The truth is that an informant, employed by the U.S. government and under the supervision of federal agents and U.S. prosecutors, assisted and participated in mass murder in Juarez, Mexico.
Over the past three years of covering the House of Death mass murder, I have experience many emotions, both high and low, and entertained numerous thoughts and theories about what this tragedy says about our country and it’s relentless, hopeless drug war.
I have finally come to this conclusion: It doesn’t matter what our bought-and-paid-for courts, Congress, White House and mainstream media say or do anymore.
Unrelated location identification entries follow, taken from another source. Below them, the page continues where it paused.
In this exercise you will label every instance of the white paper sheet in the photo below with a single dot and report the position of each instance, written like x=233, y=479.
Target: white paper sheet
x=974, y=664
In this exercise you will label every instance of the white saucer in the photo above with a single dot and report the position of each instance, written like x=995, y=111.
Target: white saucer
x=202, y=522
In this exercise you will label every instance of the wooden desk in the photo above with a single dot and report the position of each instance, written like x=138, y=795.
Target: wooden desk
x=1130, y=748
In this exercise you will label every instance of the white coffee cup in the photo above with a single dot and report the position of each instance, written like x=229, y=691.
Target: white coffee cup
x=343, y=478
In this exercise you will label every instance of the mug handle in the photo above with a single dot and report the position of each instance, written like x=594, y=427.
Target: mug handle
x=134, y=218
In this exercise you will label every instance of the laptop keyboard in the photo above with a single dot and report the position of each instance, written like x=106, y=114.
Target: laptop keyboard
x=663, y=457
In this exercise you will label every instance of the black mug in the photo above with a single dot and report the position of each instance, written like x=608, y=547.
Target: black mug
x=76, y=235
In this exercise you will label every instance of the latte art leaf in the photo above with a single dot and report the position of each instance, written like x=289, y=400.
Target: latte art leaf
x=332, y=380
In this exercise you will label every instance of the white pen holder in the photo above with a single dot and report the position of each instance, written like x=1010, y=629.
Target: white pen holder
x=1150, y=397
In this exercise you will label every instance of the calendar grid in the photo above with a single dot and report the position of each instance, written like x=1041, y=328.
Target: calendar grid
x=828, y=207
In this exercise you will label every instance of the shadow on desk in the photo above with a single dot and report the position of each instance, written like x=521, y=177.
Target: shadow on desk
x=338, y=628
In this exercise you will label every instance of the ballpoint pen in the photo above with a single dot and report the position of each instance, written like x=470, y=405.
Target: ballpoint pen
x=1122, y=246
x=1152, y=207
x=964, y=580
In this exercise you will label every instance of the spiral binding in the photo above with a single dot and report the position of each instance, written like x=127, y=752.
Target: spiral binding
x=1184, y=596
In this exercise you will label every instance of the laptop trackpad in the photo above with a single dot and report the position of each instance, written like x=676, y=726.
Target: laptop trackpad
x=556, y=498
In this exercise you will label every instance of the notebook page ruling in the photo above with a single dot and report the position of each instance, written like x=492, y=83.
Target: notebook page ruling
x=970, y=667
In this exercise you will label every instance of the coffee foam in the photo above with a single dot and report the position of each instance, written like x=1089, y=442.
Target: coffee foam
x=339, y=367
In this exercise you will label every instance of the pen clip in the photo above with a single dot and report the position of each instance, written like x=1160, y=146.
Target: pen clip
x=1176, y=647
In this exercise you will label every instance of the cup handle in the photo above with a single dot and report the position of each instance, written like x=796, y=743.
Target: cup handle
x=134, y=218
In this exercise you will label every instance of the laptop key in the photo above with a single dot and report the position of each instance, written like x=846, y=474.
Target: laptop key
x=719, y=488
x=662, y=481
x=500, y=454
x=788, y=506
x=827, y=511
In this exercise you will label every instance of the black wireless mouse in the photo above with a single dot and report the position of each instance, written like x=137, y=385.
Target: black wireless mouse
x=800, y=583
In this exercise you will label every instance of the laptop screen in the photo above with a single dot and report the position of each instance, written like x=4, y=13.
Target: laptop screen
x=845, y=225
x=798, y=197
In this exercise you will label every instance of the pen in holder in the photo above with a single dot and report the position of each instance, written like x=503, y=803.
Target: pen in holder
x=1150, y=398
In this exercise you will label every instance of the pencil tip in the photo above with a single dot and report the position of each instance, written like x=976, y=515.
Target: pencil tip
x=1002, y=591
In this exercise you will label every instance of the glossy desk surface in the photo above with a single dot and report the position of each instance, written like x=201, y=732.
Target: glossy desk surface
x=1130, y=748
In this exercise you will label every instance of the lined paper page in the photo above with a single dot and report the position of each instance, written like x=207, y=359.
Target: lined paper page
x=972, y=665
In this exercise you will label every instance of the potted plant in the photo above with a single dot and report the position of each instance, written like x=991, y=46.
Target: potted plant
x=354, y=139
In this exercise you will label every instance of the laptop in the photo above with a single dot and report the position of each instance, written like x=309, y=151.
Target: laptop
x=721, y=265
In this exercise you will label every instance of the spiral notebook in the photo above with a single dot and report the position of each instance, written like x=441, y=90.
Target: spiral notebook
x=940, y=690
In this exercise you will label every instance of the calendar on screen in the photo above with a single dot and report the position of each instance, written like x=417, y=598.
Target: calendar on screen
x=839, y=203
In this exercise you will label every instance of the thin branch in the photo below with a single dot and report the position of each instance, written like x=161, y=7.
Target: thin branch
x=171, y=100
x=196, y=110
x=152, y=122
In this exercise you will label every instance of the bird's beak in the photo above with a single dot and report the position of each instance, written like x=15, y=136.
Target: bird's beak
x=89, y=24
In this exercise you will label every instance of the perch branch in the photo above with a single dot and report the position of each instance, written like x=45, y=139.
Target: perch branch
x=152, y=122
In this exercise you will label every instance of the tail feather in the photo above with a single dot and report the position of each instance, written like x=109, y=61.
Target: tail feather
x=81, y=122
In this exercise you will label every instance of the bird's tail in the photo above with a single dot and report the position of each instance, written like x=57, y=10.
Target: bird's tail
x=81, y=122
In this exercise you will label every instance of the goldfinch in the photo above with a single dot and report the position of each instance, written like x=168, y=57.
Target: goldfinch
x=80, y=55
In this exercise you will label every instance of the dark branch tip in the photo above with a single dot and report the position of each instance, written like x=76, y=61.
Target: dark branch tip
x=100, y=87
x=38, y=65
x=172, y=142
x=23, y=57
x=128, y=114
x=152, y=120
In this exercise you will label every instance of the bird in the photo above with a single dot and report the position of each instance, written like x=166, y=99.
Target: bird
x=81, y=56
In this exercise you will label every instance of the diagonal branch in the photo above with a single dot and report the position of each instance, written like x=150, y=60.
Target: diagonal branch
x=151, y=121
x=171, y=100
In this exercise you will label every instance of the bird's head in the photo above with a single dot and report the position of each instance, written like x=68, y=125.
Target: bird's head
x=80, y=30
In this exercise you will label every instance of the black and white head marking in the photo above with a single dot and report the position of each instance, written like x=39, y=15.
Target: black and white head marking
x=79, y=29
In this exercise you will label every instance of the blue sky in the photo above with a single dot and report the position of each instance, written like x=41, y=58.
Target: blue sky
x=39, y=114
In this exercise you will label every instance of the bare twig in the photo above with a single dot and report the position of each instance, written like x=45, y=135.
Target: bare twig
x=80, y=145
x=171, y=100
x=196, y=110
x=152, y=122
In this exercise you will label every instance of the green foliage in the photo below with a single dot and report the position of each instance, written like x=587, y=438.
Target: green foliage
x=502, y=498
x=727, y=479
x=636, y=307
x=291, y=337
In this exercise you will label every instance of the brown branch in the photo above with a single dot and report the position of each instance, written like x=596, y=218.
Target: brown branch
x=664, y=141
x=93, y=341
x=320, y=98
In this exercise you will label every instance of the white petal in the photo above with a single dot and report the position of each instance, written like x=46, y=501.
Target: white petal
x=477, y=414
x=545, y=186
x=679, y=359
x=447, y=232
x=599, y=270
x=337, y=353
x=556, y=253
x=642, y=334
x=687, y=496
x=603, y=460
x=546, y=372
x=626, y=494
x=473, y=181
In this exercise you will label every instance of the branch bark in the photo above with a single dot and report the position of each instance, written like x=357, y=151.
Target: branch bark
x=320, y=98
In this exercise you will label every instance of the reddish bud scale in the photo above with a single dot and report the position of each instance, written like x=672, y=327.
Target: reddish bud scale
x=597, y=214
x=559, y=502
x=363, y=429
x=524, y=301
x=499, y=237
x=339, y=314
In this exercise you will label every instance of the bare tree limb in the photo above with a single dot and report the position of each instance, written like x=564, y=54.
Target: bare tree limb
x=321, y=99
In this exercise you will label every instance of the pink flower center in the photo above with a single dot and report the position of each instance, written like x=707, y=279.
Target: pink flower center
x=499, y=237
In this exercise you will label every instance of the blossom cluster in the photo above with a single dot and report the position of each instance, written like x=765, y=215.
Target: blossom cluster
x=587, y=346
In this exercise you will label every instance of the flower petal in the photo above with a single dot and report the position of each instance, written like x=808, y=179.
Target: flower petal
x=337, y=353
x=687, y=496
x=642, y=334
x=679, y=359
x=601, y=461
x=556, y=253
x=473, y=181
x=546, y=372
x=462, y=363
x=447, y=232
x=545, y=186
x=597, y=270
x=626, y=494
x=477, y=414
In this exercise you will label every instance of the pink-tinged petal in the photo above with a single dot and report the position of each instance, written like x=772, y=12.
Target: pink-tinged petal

They are all playing a parlor game that has nothing to do with the interest of the common citizen and everything to do with the interest of the privileged few – first and foremost themselves.
What matters, I’ve determined, is what we the people think, say and do. We are the first, and last, hope for our democracy. If most of us determine something should change, that maybe truth and equal justice should matter, then the parlor game that excludes us from our own country will come to an end — and even the so-called war on drugs is not immune from that result.
Absent that kind of power to the people, I, and you, kind reader, have to come to grips with what one former federal agent said of Judge Montalvo’s recent ruling in the families’ House of Death lawsuit:
It is an absurd ruling, but one that is indicative of the special corrupt relationship many politicians have with Mexico. Both nations simply didn’t give a shit — because they are just Mexicans! What a travesty.